Page 116 of My Fake Rake


Font Size:  

Her thoughts were a jumble. How to make sense of what he offered? It was an outlandish notion and yet . . . she needed to get away from England. Away from the place where she’d made such a horrendous mistake. There would be no chance of running into Sebastian, slim as that possibility was.

True, Greenland wasn’t where she had ever pictured herself. The Arctic was not teeming with reptiles and amphibians.

But to go there meant getting away, occupying herself with something that wasn’t her own grave miscalculation.

“I need to consider it,” she said.

“Naturally. I imagine your parents will need to be consulted, as well.”

She looked over at the case that held a variety of diminutive, stuffed Rodentia. What fragile creatures they were, these little animals with fur and tiny hands and delicate bones. They fed the majority of predators. Their lives were brief.

The world needed them. Without the voles and wood mice and other such beings, there’d be no hawks or badgers or foxes.

Everything was a great cycle, life and death intertwined for eternity. Somewhere in the middle of all this, she existed, and she tried to take comfort in that, in making herself very small. Small enough that she could curl up and simply disappear.

“Greenland?” Disbelieving, her mother stared at her across the tea table in the parlor. “That is rather far, is it not? And cold.”

“A warm coat and stout boots could remedy that,” Grace said gently.

“Why do you want to go, dearest? You’ve had a perfectly splendid few weeks. Mr. Fredericks has been quite attentive. And Mr. Holloway.”

Simply hearing Sebastian’s name made Grace’s stomach knot with regret and sadness. “They were merely being kind.”

She swallowed, too, any words telling her mother that Mason had proposed.

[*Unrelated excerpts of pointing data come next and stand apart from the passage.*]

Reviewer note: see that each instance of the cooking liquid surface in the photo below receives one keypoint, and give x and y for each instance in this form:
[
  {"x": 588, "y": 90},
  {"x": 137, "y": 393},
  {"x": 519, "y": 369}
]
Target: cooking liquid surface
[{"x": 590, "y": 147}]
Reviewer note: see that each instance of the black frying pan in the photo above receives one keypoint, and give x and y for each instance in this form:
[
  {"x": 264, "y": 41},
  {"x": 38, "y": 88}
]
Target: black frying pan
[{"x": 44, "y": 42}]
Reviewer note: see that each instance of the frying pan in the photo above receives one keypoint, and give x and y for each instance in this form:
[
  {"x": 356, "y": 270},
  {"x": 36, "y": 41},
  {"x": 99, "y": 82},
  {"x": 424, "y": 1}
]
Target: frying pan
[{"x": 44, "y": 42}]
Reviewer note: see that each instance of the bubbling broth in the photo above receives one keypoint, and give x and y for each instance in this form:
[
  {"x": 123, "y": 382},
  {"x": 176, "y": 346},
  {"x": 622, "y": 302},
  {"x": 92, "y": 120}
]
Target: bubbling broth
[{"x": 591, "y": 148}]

Since she’d no intention of marrying him, introducing the possibility to her mother—and especially her father—was pointless and would only cause confusion and hurt.

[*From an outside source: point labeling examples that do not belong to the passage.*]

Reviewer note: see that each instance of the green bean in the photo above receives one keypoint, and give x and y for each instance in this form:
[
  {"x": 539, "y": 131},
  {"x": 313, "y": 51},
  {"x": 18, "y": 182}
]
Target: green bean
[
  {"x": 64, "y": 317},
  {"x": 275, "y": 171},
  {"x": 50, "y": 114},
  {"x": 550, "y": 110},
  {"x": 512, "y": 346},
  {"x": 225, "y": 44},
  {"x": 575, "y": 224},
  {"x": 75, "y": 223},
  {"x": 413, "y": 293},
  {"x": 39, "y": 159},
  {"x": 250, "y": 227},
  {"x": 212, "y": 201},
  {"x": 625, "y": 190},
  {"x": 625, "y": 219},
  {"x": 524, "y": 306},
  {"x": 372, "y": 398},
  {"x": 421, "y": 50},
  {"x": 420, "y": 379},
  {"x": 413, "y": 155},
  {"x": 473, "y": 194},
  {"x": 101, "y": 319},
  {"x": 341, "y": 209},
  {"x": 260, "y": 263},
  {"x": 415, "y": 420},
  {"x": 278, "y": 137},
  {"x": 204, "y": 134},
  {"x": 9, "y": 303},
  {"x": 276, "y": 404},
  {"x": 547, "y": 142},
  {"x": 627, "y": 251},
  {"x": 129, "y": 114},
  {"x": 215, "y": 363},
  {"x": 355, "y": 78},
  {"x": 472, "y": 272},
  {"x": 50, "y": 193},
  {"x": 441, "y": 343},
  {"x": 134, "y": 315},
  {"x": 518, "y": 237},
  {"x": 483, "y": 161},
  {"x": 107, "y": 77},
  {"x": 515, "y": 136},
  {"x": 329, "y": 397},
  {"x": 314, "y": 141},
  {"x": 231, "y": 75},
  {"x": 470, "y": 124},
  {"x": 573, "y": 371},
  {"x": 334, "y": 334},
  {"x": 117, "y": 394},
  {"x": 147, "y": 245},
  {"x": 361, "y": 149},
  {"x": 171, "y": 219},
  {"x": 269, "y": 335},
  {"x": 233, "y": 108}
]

“I’ll write to Papa and tell him . . . I’ll tell him that it’s my intention to remain a spinster. I hope he isn’t angry with me,” she added gloomily.

“My love,” her mother said, leaning forward to cover Grace’s hand with her own. “He would rather see you unmarried than bound to someone who does not make you happy.”

Grace desperately wanted to believe that. Tears stung her eyes. “But . . . his wishes for my security?”

“We’ll make certain that after your father and I pass, Charles will take good care of you. However,” her mother added worriedly, “haring off to Greenland is not quite what either Edmund or I had in mind when considering your future.”

“I need to leave England for a while,” Grace said, her voice bleak. “Forgive me, but I can’t say more. Just know that it’s something I must do. I have . . . so much to learn.”

All of this was true. She did need the chance to learn. Everything that had happened these past weeks was proof enough that she needed growth. She had been horribly myopic about her own feelings, and she had been terribly unkind to both Sebastian and Mason. Her determination and single-mindedness in pursuing her objective meant she hadn’t taken notice of anyone around her. She hadn’t even asked herself what it was that she truly wanted.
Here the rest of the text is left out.